Leurs parents et grands-parents ont connu une croissance forte et qu'on imaginait infinie, la paix, une Europe qui rêvait son avenir dans un monde reconnaissant l'universalité de la raison, conçue comme synonyme de progrès technique et social et d'extension de la démocratie de marché. Bien sûr, cette génération a connu à partir de 1974 la première grande crise économique de l'après-guerre. Mais les progrès sociaux, les avancées de la construction européenne, la chute des régimes autoritaires méditerranéens contrebalançaient ces événements défavorables. Le progrès dispensait, croyait-on, de se poser la question de l'avenir de l'Europe.

 

Avoir entre 15 ans et 30 ans aujourd'hui, c'est être né au lendemain de ces conquêtes, au lendemain de l'euphorie d'une mondialisation qu'on croyait être à la fois la solution, l'aboutissement, mais aussi l'axe de convergence d'un progrès humain irréversible, universel et incontestable. Dégrisée, la jeunesse ne peut que constater que les générations précédentes lui laissent en héritage un monde dont l'environnement est menacé par une croissance non régulée, dont l'économie est déséquilibrée par une mondialisation financière incontrôlée et par une dette publique excessive. S'ajoute à ce constat un sentiment de déclassement, lié aux difficultés d'accès à un emploi de qualité, à un logement, sur fond d'une intense concurrence internationale ouverte à de nouveaux prétendants. Enfin, les élargissements successifs et la chute du mur de Berlin ont comme dilué la force mobilisatrice du rêve européen.

 

Des causes profondes


Ce malaise est général en Europe, la participation de la jeunesse aux protestations contre la réforme des retraites n'en est que la manifestation française.

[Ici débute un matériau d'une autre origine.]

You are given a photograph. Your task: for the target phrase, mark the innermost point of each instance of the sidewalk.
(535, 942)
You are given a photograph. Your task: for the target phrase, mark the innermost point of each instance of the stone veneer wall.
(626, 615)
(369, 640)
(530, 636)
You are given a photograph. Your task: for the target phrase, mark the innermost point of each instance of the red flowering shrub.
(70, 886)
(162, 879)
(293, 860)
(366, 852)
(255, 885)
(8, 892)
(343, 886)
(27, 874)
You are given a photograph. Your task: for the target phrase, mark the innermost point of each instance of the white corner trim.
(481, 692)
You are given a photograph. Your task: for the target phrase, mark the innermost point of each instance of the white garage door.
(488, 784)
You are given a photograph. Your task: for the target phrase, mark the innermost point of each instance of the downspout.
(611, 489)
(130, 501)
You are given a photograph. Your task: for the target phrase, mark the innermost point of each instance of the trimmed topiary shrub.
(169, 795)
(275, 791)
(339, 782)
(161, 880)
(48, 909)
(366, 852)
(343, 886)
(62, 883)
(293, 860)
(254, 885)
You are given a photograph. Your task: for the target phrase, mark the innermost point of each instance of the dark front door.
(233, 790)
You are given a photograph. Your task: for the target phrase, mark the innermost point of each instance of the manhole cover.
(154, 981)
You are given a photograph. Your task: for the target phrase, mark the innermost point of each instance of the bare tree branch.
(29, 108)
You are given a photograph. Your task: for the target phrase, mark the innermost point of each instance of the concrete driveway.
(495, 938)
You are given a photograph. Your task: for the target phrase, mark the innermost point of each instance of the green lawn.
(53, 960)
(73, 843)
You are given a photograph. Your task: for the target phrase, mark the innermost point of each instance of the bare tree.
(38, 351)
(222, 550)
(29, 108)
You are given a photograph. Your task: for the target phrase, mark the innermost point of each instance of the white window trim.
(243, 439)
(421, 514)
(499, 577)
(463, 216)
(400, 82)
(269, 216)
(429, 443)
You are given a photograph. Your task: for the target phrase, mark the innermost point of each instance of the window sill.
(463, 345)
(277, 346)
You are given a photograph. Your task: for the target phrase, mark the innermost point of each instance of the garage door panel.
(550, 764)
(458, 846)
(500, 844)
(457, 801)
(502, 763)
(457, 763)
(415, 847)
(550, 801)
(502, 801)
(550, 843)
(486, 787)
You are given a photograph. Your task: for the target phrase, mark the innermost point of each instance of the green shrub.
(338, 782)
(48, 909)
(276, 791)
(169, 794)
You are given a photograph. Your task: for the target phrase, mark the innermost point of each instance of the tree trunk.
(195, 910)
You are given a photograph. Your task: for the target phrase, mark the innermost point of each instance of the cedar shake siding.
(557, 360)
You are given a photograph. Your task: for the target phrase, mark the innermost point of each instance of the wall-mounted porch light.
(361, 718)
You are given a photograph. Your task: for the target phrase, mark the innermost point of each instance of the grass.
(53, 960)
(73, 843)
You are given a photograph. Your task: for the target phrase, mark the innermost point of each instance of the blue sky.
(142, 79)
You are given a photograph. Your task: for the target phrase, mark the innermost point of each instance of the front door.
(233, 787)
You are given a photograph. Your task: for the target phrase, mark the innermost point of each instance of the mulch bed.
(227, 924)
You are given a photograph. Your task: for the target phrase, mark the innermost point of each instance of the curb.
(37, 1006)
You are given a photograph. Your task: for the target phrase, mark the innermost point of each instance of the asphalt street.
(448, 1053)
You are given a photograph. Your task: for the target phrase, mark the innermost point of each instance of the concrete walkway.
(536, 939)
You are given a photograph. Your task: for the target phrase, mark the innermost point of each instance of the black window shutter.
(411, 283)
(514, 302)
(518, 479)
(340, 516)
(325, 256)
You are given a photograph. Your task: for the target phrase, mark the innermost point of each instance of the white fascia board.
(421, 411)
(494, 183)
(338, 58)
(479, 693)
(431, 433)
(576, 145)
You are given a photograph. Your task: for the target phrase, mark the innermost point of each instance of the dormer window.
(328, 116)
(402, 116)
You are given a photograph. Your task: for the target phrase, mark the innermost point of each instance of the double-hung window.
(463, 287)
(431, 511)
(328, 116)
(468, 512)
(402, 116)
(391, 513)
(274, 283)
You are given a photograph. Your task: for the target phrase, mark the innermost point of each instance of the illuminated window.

Lorsque le chômage touche 20 % des européens de 15 ans à 24 ans, comment cette classe d'âge pourrait-elle se projeter dans l'avenir ? En Grande-Bretagne le projet de hausse des frais de scolarité soutenu par le nouveau gouvernement a provoqué une émeute dans le centre de Londres. La Grèce, frappée de plein fouet par la crise, a aussi connu des affrontements violents entre jeunes et forces de l'ordre. Comment ne pas voir un lien avec les émeutes françaises de 2005 dans des banlieues où se concentrent toutes les difficultés ? Il est donc faux de faire le parallèle entre les mouvements actuels de la jeunesse en Europe et ceux de 1968. Alors que ces derniers opposaient à la réalité l'espoir d'un avenir libéré et meilleur,  leurs avatars actuels sont désabusés, lucides, voire nostalgiques.

 

La question des retraites cristallise ce malaise. Car enfin, la jeunesse d'aujourd'hui devra faire face à la situation démographique préoccupante d'une pyramide des âges en forme de losange, dont la base est plus étroite que le centre. Selon les projections démographiques d'Eurostat, l'âge moyen dans l'Union européenne passera de 39 ans à 49 ans entre 2004 et 2050. La majorité des systèmes de retraite européens étant financés par répartition, la jeunesse sera appelée à en supporter la charge pendant de longues années, et cela alors qu'elle est marginalisée économiquement. Il y a donc fort à craindre que la jeunesse soit la grande perdante des réformes actuelles et à venir. Puisqu'il faudrait aussi assurer la charge de la dette publique, accomplir de nouveaux efforts environnementaux tout en restant compétitifs, le tout avec une faible croissance, il n'est au fond pas anormal que la jeunesse soit inquiète, voire pessimiste. Elle est la mieux placée pour ressentir ce malaise, qui a des causes profondes.

 

Il ne s'agit bien sûr pas de se lamenter, notre situation reste enviable au regard du reste du monde ou du passé. Nous connaissons un confort matériel et une liberté d'action et de pensée inégalée. Mais il manque peut-être l'essentiel : ce rêve commun sans lequel une communauté n'a pas d'avenir et où tout sacrifice semble inutile. Pour éviter la diffusion d'un sentiment d'injustice toujours plus criant, il est donc urgent de poser la question de l'équité intergénérationnelle de nos systèmes sociaux et fiscaux. Pour rependre confiance en notre avenir, il faudra accomplir la révolution intellectuelle contenue dans l'idée certes galvaudée, mais profondément justifiée, de développement durable, c'est-à-dire d'un progrès qui ne compromette pas a priori les capacités des générations futures à poursuivre leurs propres fins.